L’Igas [Inspection générale des affaires sociales] avait produit en 2019 une très bonne étude sur les infanticides, qui montrait que 49 % des enfants morts dans le contexte familial étaient des enfants préalablement repérés et suivis par les services sociaux. C’est-à-dire que dans notre pays, la moitié des infanticides pourraient être évités à condition qu’on y mette les moyens.
Une autre chose qui permettrait aujourd’hui de créer de nouvelles places dans le système de protection de l’enfance, ce serait de sortir de cette utopie patriarcale qui consiste à embaucher comme famille d’accueil des couples hétérosexuels avec un schéma très traditionnel. C’est-à-dire un mari qui travaille et une femme qui reste au foyer pour s’occuper des enfants placés. Je pense qu’il va falloir diversifier les familles à qui aujourd’hui on délivre des agréments. Il va falloir permettre à des personnes célibataires, en couple, avec ou sans enfants, hétérosexuels ou LGBTQIA+ de pouvoir obtenir un agrément.

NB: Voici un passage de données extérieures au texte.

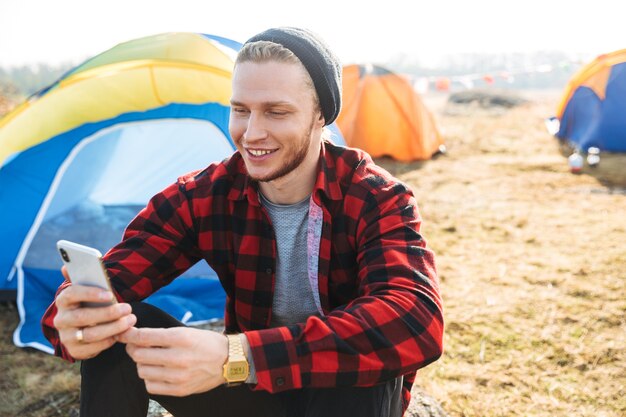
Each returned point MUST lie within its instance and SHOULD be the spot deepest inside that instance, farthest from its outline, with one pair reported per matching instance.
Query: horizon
(373, 34)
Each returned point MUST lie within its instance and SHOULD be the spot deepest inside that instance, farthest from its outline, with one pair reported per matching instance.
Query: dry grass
(533, 268)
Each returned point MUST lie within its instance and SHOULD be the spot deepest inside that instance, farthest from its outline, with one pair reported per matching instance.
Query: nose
(255, 128)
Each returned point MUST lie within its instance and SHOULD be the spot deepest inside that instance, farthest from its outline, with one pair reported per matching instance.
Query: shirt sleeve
(393, 327)
(157, 246)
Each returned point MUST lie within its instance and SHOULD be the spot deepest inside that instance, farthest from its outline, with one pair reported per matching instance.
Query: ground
(532, 264)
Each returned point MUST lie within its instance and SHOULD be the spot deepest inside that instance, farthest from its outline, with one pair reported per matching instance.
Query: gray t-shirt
(293, 299)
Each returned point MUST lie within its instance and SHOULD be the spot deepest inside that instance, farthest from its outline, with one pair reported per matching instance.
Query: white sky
(55, 31)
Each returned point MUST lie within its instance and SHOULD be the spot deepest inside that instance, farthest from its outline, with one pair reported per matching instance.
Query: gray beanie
(321, 64)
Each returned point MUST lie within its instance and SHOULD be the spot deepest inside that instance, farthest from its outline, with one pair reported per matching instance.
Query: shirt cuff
(246, 348)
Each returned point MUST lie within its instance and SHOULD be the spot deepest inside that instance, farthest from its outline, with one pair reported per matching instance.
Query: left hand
(177, 361)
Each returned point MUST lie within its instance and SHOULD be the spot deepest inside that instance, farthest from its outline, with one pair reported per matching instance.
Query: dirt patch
(533, 271)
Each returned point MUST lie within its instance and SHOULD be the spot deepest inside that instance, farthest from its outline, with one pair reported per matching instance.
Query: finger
(74, 295)
(156, 356)
(81, 351)
(164, 388)
(108, 330)
(148, 337)
(91, 316)
(160, 373)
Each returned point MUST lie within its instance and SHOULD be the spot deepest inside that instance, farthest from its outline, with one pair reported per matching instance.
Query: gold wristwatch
(236, 368)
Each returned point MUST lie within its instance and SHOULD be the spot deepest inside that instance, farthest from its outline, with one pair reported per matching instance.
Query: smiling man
(332, 296)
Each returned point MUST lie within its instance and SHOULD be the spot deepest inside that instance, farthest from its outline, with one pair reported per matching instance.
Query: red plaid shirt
(381, 309)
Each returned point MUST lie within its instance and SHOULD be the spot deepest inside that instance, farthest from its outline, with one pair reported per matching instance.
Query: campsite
(530, 255)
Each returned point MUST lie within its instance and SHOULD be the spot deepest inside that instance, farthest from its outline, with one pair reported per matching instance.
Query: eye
(239, 110)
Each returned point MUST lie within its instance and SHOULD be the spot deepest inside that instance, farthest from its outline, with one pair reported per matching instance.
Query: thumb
(65, 274)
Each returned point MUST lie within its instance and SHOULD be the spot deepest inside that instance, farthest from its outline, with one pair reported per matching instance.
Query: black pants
(110, 386)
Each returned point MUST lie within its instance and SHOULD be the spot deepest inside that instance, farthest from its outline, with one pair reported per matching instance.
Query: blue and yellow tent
(79, 159)
(592, 112)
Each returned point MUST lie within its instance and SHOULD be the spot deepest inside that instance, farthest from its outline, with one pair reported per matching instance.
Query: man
(332, 297)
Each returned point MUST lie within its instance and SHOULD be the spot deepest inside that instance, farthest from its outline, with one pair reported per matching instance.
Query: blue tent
(592, 112)
(81, 158)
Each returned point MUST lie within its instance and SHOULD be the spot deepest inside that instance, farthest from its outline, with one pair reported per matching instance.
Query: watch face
(236, 371)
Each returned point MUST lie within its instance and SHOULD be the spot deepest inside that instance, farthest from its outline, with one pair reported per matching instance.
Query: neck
(296, 185)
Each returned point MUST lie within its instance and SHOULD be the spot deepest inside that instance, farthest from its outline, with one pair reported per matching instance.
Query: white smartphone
(84, 266)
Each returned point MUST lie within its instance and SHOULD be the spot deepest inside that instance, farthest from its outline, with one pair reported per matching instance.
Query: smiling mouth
(261, 152)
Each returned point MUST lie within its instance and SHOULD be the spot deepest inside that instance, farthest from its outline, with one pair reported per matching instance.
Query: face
(274, 121)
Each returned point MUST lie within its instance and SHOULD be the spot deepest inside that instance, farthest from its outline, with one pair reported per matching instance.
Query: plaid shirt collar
(326, 183)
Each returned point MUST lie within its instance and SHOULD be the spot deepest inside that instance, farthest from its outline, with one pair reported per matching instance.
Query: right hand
(100, 325)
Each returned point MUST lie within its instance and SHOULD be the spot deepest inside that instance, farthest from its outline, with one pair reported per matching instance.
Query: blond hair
(266, 51)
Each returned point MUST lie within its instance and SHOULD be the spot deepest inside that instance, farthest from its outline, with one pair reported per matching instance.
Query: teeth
(256, 152)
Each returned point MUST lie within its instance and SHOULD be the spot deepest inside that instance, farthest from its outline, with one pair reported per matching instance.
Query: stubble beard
(294, 163)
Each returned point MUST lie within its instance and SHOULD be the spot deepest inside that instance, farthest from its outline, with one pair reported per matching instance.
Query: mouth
(260, 153)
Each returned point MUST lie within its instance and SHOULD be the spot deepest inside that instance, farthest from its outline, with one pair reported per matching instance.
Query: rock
(423, 405)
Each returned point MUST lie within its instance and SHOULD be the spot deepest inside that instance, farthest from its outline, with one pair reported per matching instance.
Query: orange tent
(383, 115)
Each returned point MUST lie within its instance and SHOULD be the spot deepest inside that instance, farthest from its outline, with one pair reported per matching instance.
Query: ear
(321, 118)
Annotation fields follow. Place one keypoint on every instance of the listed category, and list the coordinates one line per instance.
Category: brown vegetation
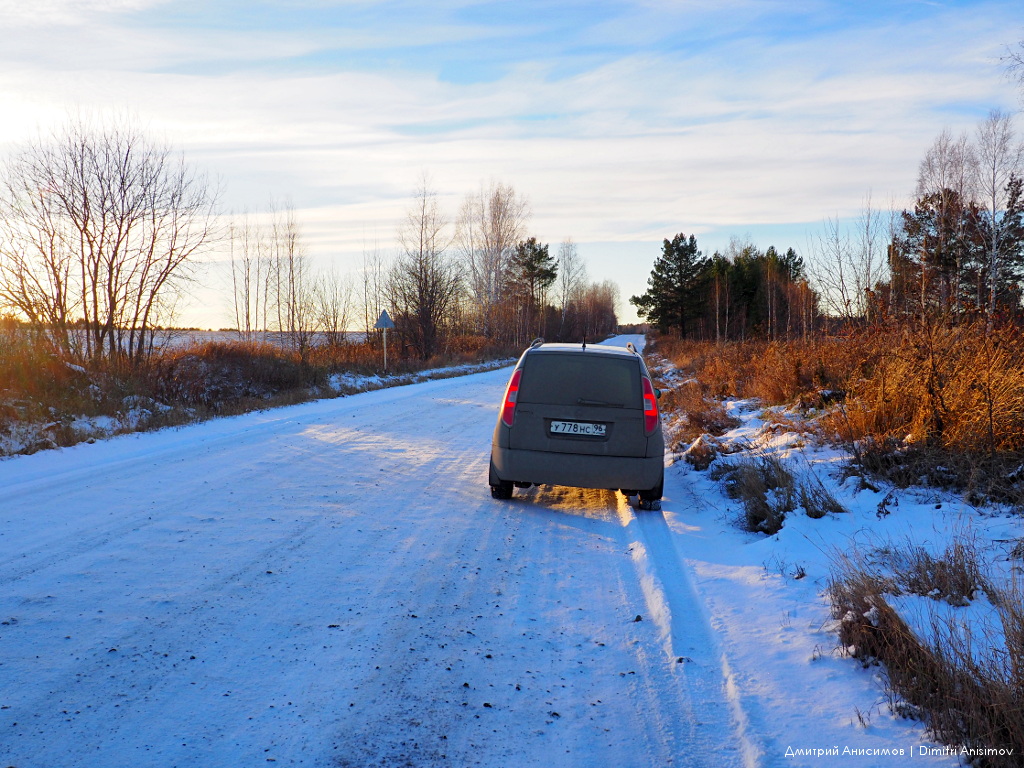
(964, 686)
(943, 404)
(44, 395)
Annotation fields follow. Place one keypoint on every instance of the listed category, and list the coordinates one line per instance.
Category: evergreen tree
(534, 271)
(677, 287)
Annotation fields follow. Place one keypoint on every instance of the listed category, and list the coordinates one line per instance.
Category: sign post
(384, 323)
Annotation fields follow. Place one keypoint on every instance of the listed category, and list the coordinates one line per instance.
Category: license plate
(578, 427)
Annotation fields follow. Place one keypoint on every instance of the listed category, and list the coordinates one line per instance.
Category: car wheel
(502, 491)
(651, 500)
(499, 488)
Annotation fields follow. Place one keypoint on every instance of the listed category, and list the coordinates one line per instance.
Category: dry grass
(42, 392)
(935, 404)
(967, 686)
(764, 486)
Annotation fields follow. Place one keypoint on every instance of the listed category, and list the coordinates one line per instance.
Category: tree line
(481, 274)
(743, 293)
(101, 230)
(955, 255)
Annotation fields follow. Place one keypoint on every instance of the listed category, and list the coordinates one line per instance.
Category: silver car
(583, 416)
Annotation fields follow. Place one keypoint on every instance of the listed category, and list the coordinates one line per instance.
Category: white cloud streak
(751, 130)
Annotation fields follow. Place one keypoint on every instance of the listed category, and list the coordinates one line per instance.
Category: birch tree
(98, 228)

Quand on lit la Convention internationale des droits de l’enfant, et notamment l’article 20, on voit bien que le placement à l’institution doit être subsidiaire. Le placement en famille d’accueil est le mode de placement qui doit être privilégié par les États. En France, ce n’est malheureusement pas le cas, puisque seuls 40 % des enfants placés extraits de leur environnement familial sont aujourd’hui placés en famille d’accueil. Il y a dix ans, c’était 51 %.
À votre avis, pourquoi le gouvernement n’avance pas sur ces sujets ?
L. L. : Il y a plusieurs hypothèses. La première, c’est qu’il y a un rapport de force entre les départements et le gouvernement depuis de très nombreuses années. On a des départements qui ne veulent pas investir financièrement dans cette politique publique parce que ça ne leur apporte rien, c’est une réalité. D’année en année, à un niveau national, les budgets d’aide sociale à l’enfance augmentent, mais jamais de manière proportionnelle aux besoins.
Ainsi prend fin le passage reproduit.